Six of the seven genes (TCEA3 showed both up and down regulation between comparisons) identified using both microarray and Q-PCR validation were found to have reduced expression in the grade II tumours examined, suggesting that the largest change in the gene expression profile of tumours occurs during the transformation between grade II to grade III tumours. For Q-PCR validation in this study we chose a fold change value of +/−1 change as an indication of significant expression change.

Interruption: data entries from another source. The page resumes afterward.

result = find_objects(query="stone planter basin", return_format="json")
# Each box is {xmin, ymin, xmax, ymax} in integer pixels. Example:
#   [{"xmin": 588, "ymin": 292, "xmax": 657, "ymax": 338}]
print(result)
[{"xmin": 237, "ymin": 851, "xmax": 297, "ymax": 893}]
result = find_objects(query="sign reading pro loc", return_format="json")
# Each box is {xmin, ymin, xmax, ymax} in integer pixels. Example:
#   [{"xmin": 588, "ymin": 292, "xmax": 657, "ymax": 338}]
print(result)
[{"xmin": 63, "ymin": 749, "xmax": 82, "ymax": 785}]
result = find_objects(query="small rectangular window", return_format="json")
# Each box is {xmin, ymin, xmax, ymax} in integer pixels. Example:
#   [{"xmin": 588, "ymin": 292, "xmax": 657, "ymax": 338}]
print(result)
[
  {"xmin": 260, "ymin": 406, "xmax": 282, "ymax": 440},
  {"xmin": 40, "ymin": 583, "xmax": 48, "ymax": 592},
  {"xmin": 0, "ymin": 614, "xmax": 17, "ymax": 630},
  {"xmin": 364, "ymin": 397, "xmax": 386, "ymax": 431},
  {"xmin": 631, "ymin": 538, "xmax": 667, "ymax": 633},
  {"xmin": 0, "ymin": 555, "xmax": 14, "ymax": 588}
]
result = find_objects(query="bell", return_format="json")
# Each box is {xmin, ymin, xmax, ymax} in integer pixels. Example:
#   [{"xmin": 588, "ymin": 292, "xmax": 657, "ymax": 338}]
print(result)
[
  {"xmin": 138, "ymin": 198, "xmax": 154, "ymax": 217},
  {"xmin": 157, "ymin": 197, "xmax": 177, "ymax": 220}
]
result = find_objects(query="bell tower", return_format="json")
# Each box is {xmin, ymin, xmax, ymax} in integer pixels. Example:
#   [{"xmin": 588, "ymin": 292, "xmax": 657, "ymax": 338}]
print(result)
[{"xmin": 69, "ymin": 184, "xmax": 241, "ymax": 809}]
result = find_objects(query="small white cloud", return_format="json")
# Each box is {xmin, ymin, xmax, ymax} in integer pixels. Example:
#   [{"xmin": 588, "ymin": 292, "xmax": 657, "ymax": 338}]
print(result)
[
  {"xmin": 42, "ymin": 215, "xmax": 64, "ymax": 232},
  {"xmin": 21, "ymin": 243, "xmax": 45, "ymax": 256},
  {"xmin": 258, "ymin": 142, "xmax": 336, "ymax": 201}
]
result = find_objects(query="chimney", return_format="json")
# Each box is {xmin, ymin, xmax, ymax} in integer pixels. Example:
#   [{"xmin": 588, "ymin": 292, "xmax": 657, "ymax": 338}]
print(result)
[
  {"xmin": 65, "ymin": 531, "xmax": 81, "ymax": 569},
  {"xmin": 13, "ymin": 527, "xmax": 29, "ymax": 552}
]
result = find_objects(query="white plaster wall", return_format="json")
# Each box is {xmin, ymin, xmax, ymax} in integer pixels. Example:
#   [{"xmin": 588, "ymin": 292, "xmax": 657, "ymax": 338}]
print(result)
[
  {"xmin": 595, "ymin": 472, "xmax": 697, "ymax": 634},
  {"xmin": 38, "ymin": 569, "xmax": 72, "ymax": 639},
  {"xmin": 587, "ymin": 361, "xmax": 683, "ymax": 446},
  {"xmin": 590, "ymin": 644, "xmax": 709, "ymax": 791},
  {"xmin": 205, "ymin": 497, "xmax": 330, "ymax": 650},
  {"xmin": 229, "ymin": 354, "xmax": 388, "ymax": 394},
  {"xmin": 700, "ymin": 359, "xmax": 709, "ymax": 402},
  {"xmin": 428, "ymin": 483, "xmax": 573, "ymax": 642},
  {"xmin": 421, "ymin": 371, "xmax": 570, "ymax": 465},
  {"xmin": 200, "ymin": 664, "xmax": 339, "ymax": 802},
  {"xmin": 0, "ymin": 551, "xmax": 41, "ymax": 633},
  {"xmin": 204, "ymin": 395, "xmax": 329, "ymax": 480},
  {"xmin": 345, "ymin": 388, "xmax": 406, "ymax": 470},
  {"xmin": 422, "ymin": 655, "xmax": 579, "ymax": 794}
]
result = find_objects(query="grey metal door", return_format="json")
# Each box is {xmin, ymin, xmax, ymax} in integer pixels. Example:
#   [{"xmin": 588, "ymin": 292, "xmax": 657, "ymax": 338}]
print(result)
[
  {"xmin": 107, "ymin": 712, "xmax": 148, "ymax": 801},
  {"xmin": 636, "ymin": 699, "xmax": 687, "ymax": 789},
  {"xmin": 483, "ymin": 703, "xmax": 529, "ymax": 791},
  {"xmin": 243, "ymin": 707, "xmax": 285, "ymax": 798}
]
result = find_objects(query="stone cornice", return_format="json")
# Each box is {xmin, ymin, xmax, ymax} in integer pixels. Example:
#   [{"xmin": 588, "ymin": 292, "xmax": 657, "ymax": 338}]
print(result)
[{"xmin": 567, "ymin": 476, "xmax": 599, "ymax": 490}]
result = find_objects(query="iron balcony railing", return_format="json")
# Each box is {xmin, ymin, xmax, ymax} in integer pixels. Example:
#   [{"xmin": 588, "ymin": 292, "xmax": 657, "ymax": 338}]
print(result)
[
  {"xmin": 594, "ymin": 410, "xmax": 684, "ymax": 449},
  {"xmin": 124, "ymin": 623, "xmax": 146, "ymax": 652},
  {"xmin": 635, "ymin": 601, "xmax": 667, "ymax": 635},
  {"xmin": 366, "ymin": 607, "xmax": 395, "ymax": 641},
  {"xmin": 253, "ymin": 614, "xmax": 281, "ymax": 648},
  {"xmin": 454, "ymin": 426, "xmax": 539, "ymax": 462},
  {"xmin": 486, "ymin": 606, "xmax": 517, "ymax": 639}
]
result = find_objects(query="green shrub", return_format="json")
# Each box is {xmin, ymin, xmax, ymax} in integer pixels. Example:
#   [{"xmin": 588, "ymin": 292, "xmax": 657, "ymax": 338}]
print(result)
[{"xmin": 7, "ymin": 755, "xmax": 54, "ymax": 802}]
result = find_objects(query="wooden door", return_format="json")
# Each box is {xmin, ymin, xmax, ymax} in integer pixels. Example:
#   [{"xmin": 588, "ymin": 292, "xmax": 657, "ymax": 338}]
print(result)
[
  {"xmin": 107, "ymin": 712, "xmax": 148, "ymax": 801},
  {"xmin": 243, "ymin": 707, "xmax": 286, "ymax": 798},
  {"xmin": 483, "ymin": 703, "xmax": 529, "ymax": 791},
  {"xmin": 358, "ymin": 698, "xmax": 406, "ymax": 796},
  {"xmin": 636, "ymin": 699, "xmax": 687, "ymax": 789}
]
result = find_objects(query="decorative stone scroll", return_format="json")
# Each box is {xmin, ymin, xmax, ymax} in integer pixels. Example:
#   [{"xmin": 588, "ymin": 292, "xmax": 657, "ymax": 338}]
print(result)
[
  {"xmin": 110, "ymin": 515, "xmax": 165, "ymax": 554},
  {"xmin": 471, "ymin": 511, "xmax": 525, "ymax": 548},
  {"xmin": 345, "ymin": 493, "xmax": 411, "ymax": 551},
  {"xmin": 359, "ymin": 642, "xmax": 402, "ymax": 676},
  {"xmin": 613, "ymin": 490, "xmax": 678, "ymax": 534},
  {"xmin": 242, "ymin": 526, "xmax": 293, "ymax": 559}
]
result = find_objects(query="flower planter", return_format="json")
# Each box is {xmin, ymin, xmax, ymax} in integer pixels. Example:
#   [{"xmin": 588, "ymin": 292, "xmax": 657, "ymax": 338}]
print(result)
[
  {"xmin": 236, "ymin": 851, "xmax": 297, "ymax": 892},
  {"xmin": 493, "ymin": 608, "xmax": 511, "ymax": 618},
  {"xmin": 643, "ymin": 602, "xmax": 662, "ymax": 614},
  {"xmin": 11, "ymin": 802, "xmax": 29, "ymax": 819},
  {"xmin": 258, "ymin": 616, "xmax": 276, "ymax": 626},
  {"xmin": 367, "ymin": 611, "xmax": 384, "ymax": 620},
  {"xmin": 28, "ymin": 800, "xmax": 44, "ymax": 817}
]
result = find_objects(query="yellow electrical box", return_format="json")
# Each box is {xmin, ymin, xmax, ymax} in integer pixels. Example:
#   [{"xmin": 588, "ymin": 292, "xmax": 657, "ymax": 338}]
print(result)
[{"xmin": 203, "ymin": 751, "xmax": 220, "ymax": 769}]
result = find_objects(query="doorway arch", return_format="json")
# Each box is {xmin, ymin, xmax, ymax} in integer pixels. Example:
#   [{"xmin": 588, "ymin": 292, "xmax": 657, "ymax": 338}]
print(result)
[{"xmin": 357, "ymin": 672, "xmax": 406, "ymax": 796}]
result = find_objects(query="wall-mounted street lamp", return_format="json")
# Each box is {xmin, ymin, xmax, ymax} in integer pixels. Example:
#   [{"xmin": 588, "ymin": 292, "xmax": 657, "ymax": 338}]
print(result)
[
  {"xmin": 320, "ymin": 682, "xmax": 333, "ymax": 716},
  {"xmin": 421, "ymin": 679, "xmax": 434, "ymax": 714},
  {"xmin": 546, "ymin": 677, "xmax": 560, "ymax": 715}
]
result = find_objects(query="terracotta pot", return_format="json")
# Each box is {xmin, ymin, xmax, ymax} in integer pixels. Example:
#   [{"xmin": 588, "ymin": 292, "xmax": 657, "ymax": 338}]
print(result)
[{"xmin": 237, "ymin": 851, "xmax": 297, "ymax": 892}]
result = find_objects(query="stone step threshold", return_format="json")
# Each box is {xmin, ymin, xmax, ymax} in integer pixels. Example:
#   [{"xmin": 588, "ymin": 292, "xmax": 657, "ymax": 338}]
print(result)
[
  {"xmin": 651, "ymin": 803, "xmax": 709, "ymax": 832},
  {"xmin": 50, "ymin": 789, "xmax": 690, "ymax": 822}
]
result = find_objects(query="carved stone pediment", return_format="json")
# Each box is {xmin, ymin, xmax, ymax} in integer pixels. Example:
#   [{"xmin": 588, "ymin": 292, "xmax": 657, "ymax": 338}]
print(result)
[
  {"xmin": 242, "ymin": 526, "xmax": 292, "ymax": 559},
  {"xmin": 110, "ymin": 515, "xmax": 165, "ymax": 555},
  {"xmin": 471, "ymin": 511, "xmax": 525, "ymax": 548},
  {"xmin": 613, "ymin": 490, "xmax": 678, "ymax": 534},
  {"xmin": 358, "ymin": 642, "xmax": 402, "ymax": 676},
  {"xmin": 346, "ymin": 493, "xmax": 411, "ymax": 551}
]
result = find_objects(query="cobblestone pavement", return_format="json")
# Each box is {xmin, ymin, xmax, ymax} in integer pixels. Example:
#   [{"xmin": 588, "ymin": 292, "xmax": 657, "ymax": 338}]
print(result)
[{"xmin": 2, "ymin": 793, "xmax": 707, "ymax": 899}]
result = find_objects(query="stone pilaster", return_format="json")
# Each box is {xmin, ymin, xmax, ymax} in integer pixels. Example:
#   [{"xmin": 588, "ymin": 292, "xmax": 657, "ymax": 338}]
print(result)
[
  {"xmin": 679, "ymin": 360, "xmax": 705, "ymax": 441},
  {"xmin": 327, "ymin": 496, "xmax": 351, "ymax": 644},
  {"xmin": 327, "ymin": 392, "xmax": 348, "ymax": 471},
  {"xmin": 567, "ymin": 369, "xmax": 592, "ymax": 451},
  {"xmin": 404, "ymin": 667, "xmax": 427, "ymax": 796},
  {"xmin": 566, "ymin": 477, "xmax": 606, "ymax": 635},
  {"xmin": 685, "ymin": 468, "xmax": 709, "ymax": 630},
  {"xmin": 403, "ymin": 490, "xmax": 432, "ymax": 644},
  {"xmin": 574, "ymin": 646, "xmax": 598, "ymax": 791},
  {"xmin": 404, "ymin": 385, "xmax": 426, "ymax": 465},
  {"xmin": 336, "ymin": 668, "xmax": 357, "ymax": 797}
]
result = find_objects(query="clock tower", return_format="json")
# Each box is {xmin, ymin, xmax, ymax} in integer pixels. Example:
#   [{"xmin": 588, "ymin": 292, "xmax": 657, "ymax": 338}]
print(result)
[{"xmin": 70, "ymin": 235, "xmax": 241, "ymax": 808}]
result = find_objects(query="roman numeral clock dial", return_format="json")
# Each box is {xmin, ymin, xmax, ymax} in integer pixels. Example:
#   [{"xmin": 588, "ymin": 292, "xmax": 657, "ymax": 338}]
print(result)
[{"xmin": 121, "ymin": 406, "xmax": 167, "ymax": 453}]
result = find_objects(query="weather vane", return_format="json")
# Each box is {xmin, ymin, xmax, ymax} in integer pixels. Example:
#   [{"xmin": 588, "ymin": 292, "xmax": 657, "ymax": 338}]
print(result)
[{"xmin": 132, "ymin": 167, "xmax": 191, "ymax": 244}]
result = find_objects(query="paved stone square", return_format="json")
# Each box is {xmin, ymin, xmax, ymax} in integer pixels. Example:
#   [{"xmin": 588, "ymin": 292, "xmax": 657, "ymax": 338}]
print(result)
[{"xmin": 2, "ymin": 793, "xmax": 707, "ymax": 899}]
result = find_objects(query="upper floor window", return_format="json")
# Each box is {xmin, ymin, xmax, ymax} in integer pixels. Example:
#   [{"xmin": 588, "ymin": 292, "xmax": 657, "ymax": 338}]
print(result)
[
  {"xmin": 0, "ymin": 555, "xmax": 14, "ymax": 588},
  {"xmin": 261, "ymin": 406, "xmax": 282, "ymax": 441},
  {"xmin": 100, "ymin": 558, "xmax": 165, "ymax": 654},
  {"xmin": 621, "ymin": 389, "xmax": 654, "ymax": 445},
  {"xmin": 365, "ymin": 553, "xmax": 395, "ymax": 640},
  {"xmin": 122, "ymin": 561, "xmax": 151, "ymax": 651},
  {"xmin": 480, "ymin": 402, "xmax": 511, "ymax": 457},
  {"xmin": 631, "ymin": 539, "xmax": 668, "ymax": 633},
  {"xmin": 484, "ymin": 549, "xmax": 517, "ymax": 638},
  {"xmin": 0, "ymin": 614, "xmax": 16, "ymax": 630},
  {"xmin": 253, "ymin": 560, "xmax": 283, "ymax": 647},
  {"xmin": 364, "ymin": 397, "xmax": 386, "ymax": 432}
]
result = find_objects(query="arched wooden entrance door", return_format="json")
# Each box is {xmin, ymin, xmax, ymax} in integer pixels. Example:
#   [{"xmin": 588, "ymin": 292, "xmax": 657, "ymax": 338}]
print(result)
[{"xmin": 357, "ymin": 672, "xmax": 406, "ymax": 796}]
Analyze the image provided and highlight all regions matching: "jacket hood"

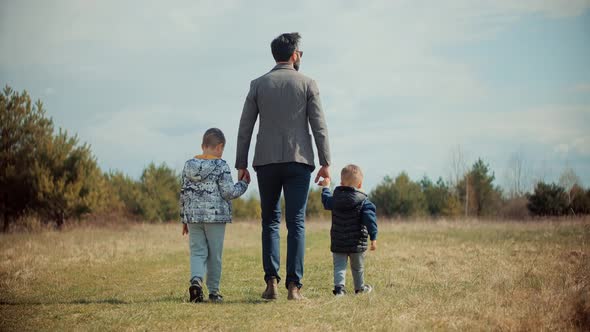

Although a value of 1.5 fold change is more commonly used, in this study using our criteria, we achieved and validated targets that clearly demonstrated consistent gene expression differences between control tissues and more aggressive breast cancers. The discrepancies between the Q-PCR and microarray experiments in this study may be due to a number of factors. The bias in the replication rounds required to obtain sufficient RNA for microarray analysis is a potential source for this. In addition, degradation of initial RNA from the FFPE tissue may have resulted in bias for or against certain transcripts, though this may also be a consequence of the generally high rate of variance in microarray results due to limitations in their construction. The two factors may also aggravate one another, with the individual biases leading to highly distorted expression estimates for particular genes. It is also possible that alternative splice variants of the genes that were able to be recognised by the probe-based system of the microarray may not have been sufficiently replicated in the Q-PCR analyses. However, the hierarchical cluster analyses would appear to have reliably categorised the samples into their respective grades, so such distortions may be limited to a relatively small proportion of genes. While these results do demonstrate that FFPE tissues can be useful in examining breast cancers, they also illustrate the need for appropriate experimental controls and replication along with subsequent validation of array data by Q-PCR or other methods.

From our study, we can conclude that there are significant differences in gene expression between different breast cancer grades and that expansion of this approach, especially using narrowed pathway specific approaches may lead to an improved ability to discriminate between cancer grade and other pathological factors. Defining genetic differences in breast cancer may enable us to more clearly find markers of susceptibility, development and/or progression and in turn improve clinical implications in terms of early diagnosis and treatment.